Welcome to The Briefcase

Commentary and analysis of Ohio criminal law and whatever else comes to mind, served with a dash of snark.  Continue Reading »

×

What's Up in the 8th

The bodies are stacking up like cordwood in Cleveland; the seven cases decided by the 8th District last week involved two shootings and an attempted strangling.  A Batson case gets fine-tuned, an interesting decision on expungement, and we take a behind-the-scenes look at how the judges on the court craft their opinions.

Okay, I lied about the last one.  Maybe they spin the Wheel of Justice and it comes up Affirmed, Reversed, Vacated, or whatever.  (My case is that "Affirmed" takes up 85% of the wheel.)  Maybe not.  I'll let you know when they tell me.

The three murder cases, two actual and one would-be, are of little consequence.  The court rejects the manifest weight challenge and the defendant's 18-to-life sentence in State v. Matthews, but the good news -- I'm not so sure Matthews will look at it that way -- is that he doesn't have to pay for the victim's funeral:  the panel decides that the mother's statement that her daughter arranged the funeral and that it cost $4,095 was not sufficient to show the victim's losses with "reasonable certainty" as required for restitution.  The court had taken a stronger stance against the flight instruction last year in State v. Johnson, holding that more than "mere departure from the scene" was required to warrant the instruction.  We learn in State v. Williams that mere departure might be enough, at least when nobody else in the crowd of about 50 people at the scene departs.  And the defendant in State v. Westfall finds it's a tough sell to claim that you didn't have the intent to kill because you stopped choking the victim when she lost consciousness.

Back in October, I wrote about the 8th's decision in State v. Strong, which represented the rare reversal for a Batson violation.  The prosecutor in that case had used a peremptory on a black juror, and when challenged, gave as his reason that the juror had "a thousand-yard stare" -- "I have concerns he will be able to pay attention."  Although the judge indicated she hadn't observed anything along those lines, and the prosecutor hadn't even questioned the juror, she excused him.  The 8th reversed. 

Last week's decision was on reconsideration.  Usually, when a court vacates a previous opinion and issues a new one on reconsideration, you have to do some digging to find out what changed.  Not here:  the State's motion was prompted by the fact that the juror at issue was an alternate, and the person who replaced him was never called to deliberate.  No matter, it turns out; even discrimination against an alternate so taints the process that it requires reversal.

State v.
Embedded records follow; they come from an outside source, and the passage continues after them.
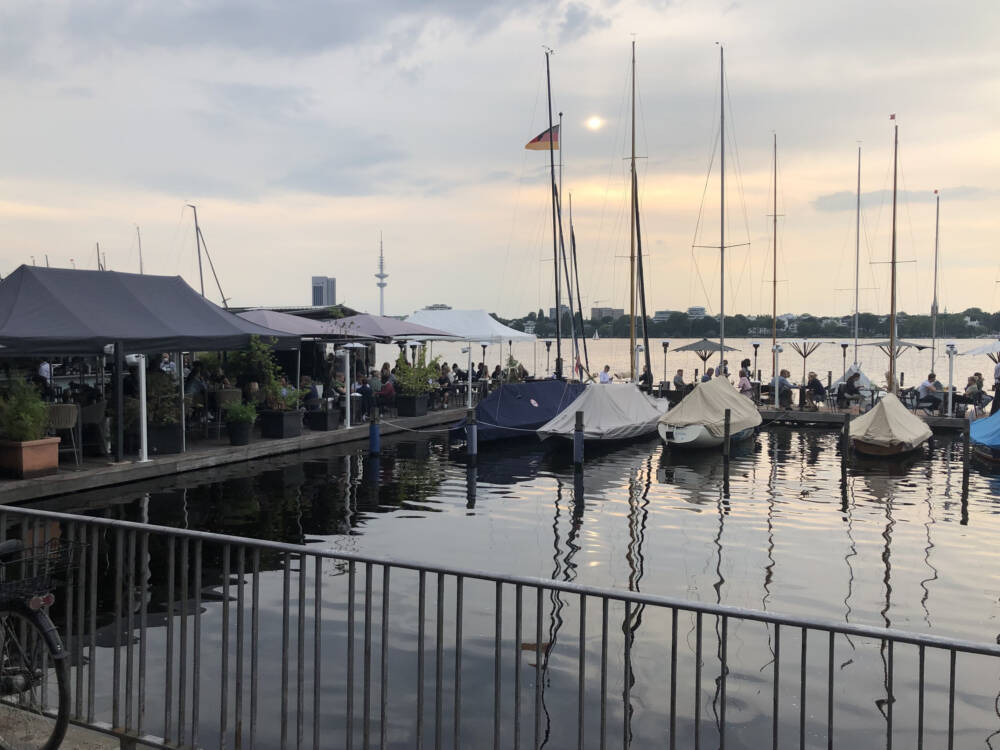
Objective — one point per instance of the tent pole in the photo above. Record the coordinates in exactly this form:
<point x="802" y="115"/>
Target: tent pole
<point x="180" y="379"/>
<point x="143" y="445"/>
<point x="119" y="402"/>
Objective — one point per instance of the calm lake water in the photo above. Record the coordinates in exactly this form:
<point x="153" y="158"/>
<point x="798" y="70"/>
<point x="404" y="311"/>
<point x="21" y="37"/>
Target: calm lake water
<point x="891" y="546"/>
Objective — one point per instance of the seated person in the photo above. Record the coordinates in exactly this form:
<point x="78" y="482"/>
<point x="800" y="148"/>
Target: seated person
<point x="646" y="379"/>
<point x="851" y="393"/>
<point x="928" y="395"/>
<point x="744" y="386"/>
<point x="815" y="391"/>
<point x="785" y="387"/>
<point x="386" y="397"/>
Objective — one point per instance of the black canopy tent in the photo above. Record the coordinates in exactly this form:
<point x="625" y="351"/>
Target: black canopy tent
<point x="61" y="311"/>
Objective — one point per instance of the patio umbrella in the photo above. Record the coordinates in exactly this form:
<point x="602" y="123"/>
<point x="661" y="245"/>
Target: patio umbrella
<point x="705" y="349"/>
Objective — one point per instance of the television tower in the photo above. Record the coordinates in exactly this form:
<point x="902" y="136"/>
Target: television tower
<point x="381" y="276"/>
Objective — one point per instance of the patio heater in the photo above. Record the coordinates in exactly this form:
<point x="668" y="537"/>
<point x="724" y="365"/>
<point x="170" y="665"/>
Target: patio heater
<point x="951" y="351"/>
<point x="777" y="349"/>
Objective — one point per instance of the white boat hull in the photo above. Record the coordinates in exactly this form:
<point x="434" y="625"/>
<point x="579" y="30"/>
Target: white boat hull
<point x="695" y="436"/>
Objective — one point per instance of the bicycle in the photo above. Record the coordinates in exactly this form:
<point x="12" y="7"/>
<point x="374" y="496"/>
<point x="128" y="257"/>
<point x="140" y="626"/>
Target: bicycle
<point x="34" y="712"/>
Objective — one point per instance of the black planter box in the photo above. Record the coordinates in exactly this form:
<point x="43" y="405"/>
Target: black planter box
<point x="280" y="424"/>
<point x="239" y="432"/>
<point x="322" y="421"/>
<point x="163" y="438"/>
<point x="411" y="406"/>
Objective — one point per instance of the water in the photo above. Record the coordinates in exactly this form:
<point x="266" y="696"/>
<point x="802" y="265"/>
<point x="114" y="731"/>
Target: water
<point x="827" y="358"/>
<point x="891" y="546"/>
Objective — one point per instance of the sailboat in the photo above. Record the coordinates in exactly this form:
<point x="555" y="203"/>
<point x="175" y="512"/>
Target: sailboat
<point x="514" y="410"/>
<point x="617" y="411"/>
<point x="889" y="429"/>
<point x="697" y="421"/>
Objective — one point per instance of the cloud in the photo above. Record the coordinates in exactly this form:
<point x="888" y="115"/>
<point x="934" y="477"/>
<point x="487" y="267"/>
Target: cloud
<point x="845" y="200"/>
<point x="579" y="21"/>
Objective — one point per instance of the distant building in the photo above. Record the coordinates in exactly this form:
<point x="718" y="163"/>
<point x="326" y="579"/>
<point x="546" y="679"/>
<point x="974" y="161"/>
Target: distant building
<point x="600" y="313"/>
<point x="324" y="291"/>
<point x="696" y="313"/>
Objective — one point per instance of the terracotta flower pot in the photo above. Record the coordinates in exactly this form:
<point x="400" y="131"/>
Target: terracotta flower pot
<point x="33" y="458"/>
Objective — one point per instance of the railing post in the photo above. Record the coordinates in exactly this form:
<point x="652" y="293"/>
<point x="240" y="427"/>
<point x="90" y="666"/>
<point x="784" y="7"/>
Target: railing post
<point x="471" y="435"/>
<point x="578" y="441"/>
<point x="375" y="434"/>
<point x="725" y="436"/>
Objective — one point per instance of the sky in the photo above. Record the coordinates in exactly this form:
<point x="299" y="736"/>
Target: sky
<point x="304" y="131"/>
Davis involves a reversal and remand for resentencing because the judge didn't make the findings necessary to impose consecutive sentences.  The interesting aspect of the case is the partial dissent by Judge Stewart, which argues that when the judge fails to make the findings, the sentence automatically defaults to concurrent sentences, with no remand necessary.  She cites language in Bonnell which supports that view, although I'm not sure it's as ironclad as all that.  Still, if you're appealing a consecutive sentence, this is an issue you need to raise. 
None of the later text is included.